Confed president Aurelio Valderrama Jr. said the current rates of withdrawal from reserves indicate that inventory levels are ample, and can hold out until milling starts, Business World reported.
“We reiterate that any sugar import plan should be data-based, calibrated, totally transparent and fair, done in consultation with the industry and therefore immune from speculation and manipulation,” he added.
DA Secretary Francisco Tiu Laurel Jr. last week said the agency will clear the importation of 200,000 metric tons (MT) of refined sugar to plug possible supply gaps during the milling offseason.
The national raw sugar inventory as of June 9 was up 29.3 percent during the 2023-2024 crop year to 436,229 MT, based on data of the Sugar Regulatory Administration (SRA).
Stocks of refined sugar, meanwhile, rose 14.1 percent to 492,985 MT during the current crop year.
Strong demand
Senior Researcher Roehlano Briones of the state think tank Philippine Institute for Development Studies (PIDS) said the planned imports are limited and would not bring down sugar prices during the milling offseason.
“Even with a bigger harvest, there may be strong demand.

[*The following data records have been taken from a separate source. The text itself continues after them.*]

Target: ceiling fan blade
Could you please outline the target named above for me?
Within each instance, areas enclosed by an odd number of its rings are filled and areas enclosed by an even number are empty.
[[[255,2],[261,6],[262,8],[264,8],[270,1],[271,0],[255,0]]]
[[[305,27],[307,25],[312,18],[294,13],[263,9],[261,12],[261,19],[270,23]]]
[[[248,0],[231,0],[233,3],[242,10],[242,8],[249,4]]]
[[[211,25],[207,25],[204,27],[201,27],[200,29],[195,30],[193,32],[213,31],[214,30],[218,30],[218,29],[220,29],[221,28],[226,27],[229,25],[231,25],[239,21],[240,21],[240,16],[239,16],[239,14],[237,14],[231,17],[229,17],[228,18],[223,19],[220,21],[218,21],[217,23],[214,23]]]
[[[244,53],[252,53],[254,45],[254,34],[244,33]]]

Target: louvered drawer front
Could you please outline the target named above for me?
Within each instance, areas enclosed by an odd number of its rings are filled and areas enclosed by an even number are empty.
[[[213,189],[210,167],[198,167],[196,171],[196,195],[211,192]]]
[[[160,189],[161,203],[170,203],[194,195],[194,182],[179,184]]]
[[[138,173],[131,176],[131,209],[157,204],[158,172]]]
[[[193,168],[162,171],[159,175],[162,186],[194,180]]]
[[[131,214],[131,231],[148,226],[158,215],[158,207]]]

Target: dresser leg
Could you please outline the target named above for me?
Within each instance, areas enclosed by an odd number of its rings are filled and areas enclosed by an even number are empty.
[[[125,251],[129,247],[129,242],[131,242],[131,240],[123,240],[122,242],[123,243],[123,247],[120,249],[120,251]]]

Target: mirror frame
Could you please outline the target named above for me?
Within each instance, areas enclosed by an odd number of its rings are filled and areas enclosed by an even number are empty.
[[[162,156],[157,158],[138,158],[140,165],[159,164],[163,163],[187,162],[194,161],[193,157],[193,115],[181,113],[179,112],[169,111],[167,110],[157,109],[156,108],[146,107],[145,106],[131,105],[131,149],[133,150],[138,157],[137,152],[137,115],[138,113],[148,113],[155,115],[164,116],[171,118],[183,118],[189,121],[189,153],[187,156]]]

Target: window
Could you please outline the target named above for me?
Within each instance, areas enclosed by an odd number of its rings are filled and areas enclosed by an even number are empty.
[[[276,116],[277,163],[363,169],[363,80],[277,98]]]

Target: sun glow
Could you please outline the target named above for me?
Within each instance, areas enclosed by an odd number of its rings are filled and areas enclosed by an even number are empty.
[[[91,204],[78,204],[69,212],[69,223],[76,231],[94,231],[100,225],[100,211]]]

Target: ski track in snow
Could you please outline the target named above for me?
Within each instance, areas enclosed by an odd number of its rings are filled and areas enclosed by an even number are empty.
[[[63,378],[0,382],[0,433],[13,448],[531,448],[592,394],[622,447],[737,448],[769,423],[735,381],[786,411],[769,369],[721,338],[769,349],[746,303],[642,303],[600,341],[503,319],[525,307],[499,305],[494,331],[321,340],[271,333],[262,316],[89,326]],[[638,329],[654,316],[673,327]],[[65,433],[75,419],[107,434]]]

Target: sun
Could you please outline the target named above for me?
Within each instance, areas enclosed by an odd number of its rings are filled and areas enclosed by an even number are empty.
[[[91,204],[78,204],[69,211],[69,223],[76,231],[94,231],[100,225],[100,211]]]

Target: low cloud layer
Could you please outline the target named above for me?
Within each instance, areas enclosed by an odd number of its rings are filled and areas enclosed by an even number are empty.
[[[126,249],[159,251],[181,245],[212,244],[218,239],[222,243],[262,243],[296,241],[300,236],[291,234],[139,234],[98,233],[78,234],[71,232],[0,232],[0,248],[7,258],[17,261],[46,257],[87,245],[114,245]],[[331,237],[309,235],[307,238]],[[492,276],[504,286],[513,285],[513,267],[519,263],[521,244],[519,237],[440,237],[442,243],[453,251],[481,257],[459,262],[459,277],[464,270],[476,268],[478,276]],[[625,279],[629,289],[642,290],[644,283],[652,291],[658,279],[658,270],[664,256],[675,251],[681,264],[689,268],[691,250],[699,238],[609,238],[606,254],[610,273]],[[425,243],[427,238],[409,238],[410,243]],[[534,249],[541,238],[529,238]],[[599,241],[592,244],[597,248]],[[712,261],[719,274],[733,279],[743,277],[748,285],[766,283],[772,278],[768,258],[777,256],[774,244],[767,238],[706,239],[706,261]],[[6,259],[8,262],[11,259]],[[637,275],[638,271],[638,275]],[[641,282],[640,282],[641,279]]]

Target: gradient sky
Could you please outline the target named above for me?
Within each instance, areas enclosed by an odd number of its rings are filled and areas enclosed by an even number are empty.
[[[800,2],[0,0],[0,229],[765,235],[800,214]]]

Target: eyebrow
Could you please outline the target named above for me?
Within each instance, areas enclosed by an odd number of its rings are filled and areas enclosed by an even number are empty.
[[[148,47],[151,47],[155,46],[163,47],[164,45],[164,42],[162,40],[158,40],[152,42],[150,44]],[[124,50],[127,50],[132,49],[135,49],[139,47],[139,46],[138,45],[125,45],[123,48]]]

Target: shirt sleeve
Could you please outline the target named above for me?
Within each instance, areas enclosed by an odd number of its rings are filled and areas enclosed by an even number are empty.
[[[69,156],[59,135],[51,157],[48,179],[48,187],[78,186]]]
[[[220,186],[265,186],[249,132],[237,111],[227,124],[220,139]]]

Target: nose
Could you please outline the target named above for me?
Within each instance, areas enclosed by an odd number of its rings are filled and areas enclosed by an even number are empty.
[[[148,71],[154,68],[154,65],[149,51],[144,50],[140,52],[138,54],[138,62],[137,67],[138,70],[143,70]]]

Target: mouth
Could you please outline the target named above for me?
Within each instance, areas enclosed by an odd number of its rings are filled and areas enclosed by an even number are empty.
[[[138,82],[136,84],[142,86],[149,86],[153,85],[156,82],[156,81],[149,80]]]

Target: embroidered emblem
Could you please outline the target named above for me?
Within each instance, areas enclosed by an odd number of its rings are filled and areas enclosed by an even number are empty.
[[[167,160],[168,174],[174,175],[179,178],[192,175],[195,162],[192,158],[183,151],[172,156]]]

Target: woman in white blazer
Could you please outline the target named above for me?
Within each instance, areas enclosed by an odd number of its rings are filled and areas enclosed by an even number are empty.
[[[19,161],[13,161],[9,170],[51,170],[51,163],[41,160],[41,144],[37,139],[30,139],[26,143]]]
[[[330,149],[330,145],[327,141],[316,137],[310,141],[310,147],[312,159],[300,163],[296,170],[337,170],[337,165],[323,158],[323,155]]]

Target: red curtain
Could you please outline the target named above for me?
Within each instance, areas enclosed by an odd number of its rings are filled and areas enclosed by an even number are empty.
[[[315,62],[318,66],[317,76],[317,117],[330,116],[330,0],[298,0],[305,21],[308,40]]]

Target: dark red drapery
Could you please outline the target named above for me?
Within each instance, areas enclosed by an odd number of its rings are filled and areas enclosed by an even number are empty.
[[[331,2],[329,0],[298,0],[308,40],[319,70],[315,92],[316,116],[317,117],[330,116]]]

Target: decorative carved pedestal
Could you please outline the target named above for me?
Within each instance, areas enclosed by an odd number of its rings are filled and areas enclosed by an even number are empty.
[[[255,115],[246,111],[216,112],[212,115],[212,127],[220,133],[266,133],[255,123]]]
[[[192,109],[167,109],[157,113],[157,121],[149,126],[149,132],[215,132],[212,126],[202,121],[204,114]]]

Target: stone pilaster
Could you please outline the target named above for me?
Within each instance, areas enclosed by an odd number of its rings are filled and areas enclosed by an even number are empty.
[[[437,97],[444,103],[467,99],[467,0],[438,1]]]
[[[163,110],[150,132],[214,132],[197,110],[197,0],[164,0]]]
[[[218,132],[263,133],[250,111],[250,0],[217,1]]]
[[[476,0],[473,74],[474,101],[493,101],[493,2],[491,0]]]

The problem is, the amount (for import) is limited to what will keep prices from rising, rather than (volumes sufficient to) bring sugar prices down,” Briones told Business World.
Calixto Chikiamco, president of the Foundation for Economic Freedom (FEF), said that the government should let the private sector determine the demand and supply situation and “let them import to stabilize supply.”
The SRA’s Sugar Order No. 2 allowed buyers of domestically produced sugar to participate in the government’s import operation.
El Niño’s effects
Valderrama said that the SRA has yet to announce the start of the milling season of the 2024-2025 crop year.
He added that no crop estimates have been released for the new crop year, which has been affected by El Niño.
Last year, the SRA estimated a 10-15 percent decline in sugarcane production due to the effects of El Niño.
SRA Administrator Pablo Luis Azcona said at the time that El Niño has inflicted damage on sugarcane due to be harvested in October.
It added that parts of Batangas, Southern Negros, and Mindanao have reported extensive sugarcane damage due to dry conditions.
Buffer stocks
“Confed is asking SRA to begin consulting with the industry to discuss sugar policy for Crop Year 2024-2025,” he said.
Laurel estimates the deficit at 200,000 MT which should arrive by September to fill the gap before harvesting and refining.
“The current stocks will go down by August, September, so we have to have gap sugar of 200,000 MT at least by September, October, so that the milling season [can proceed uninterrupted],” Laurel told reporters.
Laurel said the sugar order for this importation can be expected this current month of July when he meets with SRA, which he chairs.
The United Sugar Producers Federation (UniFed) said it approves of the Department of Agriculture’s (DA) plan to import refined sugar to fill the shortage before harvest in September, said UniFed president Manual Lamata in a statement.
“Harvest this coming crop year will be delayed due to El Niño and when we were consulted about this matter, we approved the proposal,” he added.
Azcona said the timing of the import will be finalized during the meeting of SRA first week of July, said Business Mirror.
He added the program that Laurel referred to is Sugar Order No. 2, which prequalified traders in future programs for sugar importation based on their purchase of local raw sugar and that SO2 increased the farmers’ price to a stable P2,700 to P2,800 per bag of raw sugar, which also stabilized retail refined prices at P73 to P100 per kilo.
“This program prequalified an import volume of almost 200,000 [metric] tons of refined sugar and was planned in [January] and formally signed on March 8, 2024,” Azcona explained.
He added that the agency has prequalified and pre-allocated based on traders’ actual support for the local farmers.